Its predecessor won Enthusiast Compact Camera of the Year at the AP Awards 2014, but the new Sony Cyber-shot DSC-RX100 III adds an EVF and a new 24-70mm f/1.8-2.8 lens. Richard Sibley finds out if the best just got better
Sony Cyber-shot DSC-RX100 III review – Build and handling
Apart from the LCD screen now rotating almost 180° and the repositioning of the flash to accommodate the new pop-up EVF, nothing has changed in the layout of the RX100 III from its predecessor. The new lens adds a millimetre or two to the depth of the camera, but otherwise the cameras are almost identical in their dimensions. This is good news for those with an RX100, as the cases from the previous generation will still fit the RX100 III.
Although the buttons on the RX100 III are in the same positions as on previous models, some of them have new functions to take advantage of the new camera’s features. The Function (Fn) button now offers direct connection to the Wi-Fi transfer function when in Playback mode, and the ‘?’ help button is now a custom button, which makes much more sense given the more advanced audience for this camera.
Just above the NFC spot sits the catch to release the pop-up EVF, which then easily slides out horizontally to sit flush with the rear of the camera.
Overall, the RX100 III handles very well. It is easy to change the exposure settings via the rear control dial, and a quick press of the Fn button by default reveals an on-screen menu for the most common shooting, image and exposure settings. Also, the addition of a second control ring around the lens barrel gives the camera the sort of dual control that we are more accustomed to seeing on a DSLR or CSC. The lens dial can be used to change exposure settings, or it can be set to control the zoom or manual focus of the lens. It is a nice touch that once again will strike a chord with photographers wanting a more manual experience that is akin to using a film camera.

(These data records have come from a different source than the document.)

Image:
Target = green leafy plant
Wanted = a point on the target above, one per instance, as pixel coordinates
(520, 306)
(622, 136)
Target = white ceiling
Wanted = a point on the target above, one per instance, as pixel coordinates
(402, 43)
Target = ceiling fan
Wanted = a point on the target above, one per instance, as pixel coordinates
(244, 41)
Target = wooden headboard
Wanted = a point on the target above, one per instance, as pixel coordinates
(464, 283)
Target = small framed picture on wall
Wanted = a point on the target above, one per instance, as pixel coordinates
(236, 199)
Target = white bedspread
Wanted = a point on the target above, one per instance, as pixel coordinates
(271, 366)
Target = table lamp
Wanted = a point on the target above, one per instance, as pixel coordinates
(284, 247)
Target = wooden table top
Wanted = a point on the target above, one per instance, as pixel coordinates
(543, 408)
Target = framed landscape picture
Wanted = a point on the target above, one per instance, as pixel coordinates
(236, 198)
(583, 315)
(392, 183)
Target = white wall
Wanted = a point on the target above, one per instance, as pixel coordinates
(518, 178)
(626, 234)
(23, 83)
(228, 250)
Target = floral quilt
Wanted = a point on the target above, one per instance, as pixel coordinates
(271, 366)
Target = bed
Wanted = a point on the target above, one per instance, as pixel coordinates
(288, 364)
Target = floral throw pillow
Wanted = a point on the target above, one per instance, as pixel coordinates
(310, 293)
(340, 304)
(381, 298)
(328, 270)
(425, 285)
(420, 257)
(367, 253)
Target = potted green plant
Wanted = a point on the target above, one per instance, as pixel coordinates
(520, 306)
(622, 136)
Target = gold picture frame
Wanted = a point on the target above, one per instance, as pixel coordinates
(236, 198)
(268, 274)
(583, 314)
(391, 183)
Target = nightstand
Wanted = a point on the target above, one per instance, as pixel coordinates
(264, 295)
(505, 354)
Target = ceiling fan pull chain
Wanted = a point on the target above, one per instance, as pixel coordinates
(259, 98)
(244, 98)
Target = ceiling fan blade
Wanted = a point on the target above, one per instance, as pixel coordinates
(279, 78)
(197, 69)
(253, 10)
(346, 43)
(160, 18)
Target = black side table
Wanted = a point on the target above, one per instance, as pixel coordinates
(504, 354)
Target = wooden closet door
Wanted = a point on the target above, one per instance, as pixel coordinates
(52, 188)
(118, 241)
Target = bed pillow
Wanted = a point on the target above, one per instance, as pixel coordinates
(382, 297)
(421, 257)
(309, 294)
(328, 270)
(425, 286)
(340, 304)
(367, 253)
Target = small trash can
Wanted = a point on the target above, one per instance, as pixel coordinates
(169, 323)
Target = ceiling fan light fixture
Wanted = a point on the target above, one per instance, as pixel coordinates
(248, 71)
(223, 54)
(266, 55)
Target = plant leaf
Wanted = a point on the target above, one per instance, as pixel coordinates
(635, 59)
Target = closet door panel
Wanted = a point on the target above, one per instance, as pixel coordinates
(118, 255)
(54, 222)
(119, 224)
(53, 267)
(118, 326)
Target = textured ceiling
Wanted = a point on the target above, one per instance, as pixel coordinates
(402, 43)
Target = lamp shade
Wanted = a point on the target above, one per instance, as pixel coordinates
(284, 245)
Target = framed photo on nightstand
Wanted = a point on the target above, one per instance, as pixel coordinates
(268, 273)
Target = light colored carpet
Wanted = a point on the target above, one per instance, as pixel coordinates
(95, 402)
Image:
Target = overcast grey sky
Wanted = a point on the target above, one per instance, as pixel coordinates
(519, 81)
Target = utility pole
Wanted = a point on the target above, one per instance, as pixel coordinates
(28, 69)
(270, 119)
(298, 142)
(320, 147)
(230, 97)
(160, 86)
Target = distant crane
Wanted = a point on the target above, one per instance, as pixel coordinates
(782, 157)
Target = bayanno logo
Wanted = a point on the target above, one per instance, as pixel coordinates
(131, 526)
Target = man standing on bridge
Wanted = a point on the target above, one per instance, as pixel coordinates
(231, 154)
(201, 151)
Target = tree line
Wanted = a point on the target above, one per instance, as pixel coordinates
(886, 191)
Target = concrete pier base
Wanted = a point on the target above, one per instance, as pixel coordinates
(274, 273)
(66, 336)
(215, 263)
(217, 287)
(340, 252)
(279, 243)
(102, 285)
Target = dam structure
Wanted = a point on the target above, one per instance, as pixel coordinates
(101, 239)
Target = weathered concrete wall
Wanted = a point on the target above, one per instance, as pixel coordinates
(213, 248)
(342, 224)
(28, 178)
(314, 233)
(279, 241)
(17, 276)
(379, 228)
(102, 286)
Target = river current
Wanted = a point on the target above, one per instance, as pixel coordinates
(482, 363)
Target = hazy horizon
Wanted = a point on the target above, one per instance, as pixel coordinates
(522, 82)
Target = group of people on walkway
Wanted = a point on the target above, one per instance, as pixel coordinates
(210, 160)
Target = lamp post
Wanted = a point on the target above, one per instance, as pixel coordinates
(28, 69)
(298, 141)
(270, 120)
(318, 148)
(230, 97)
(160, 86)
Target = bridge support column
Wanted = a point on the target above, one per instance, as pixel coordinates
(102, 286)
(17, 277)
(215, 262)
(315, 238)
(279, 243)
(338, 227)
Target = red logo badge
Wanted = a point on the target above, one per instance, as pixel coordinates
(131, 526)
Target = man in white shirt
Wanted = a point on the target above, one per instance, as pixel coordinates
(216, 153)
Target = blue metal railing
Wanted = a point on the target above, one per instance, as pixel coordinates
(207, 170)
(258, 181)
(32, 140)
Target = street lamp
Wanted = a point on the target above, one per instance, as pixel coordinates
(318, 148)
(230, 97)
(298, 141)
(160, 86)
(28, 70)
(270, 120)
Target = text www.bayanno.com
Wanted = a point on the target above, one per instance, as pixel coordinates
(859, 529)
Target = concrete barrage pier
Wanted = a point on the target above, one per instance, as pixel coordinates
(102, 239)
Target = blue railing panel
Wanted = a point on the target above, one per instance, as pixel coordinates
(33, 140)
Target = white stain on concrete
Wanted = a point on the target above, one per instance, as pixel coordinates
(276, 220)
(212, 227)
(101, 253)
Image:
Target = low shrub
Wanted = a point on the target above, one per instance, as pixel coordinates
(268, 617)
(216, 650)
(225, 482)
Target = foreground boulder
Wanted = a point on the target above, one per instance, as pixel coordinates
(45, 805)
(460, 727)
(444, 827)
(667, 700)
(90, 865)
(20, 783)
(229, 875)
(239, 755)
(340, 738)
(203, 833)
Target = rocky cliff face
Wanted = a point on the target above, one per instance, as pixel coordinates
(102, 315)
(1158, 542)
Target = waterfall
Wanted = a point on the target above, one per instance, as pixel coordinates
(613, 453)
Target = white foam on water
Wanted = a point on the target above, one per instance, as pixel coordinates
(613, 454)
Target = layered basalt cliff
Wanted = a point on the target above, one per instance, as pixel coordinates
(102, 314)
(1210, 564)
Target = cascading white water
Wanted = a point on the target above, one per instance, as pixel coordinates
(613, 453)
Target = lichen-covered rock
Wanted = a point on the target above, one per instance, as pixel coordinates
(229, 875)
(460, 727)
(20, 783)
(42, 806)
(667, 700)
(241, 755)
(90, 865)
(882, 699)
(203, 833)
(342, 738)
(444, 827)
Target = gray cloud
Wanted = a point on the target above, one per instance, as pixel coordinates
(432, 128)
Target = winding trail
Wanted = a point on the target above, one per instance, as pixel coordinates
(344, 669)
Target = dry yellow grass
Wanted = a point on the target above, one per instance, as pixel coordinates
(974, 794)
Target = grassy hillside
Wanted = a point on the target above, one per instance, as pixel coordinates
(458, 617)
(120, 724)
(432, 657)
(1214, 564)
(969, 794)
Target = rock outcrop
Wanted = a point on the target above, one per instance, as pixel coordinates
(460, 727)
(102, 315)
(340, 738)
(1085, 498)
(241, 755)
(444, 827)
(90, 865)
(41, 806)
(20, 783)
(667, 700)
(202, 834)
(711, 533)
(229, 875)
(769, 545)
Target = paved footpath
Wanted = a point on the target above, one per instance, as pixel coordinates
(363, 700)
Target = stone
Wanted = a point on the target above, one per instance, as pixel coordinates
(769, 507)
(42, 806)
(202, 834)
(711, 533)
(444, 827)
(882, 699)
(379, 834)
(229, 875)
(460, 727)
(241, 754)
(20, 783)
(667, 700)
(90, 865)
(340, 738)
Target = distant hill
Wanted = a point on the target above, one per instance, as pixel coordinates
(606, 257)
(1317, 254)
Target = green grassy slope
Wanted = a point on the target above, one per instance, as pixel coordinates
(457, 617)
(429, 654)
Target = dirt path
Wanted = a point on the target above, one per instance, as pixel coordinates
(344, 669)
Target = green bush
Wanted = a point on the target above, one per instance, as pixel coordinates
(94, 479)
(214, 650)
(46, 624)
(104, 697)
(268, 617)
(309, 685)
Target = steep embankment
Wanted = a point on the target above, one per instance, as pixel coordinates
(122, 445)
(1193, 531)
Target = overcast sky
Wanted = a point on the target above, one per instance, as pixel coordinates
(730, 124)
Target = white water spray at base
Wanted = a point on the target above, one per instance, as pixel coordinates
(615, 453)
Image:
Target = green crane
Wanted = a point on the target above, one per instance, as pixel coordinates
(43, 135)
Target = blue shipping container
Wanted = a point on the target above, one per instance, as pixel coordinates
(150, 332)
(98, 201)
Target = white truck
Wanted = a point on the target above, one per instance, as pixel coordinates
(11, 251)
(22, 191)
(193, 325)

The menu system is relatively straightforward, although it annoys me that the creative style mode is tucked away on the third page of the shooting menu, while ‘control with smartphone’ sits largely unused on the first page, but I can’t complain about the number of different options that are available. While it isn’t quite as quick to adjust settings as it is on a larger compact camera where a larger body can accommodate more buttons and dials, the RX100 III will fit in a trouser pocket – something that not many of its competitors can actually boast.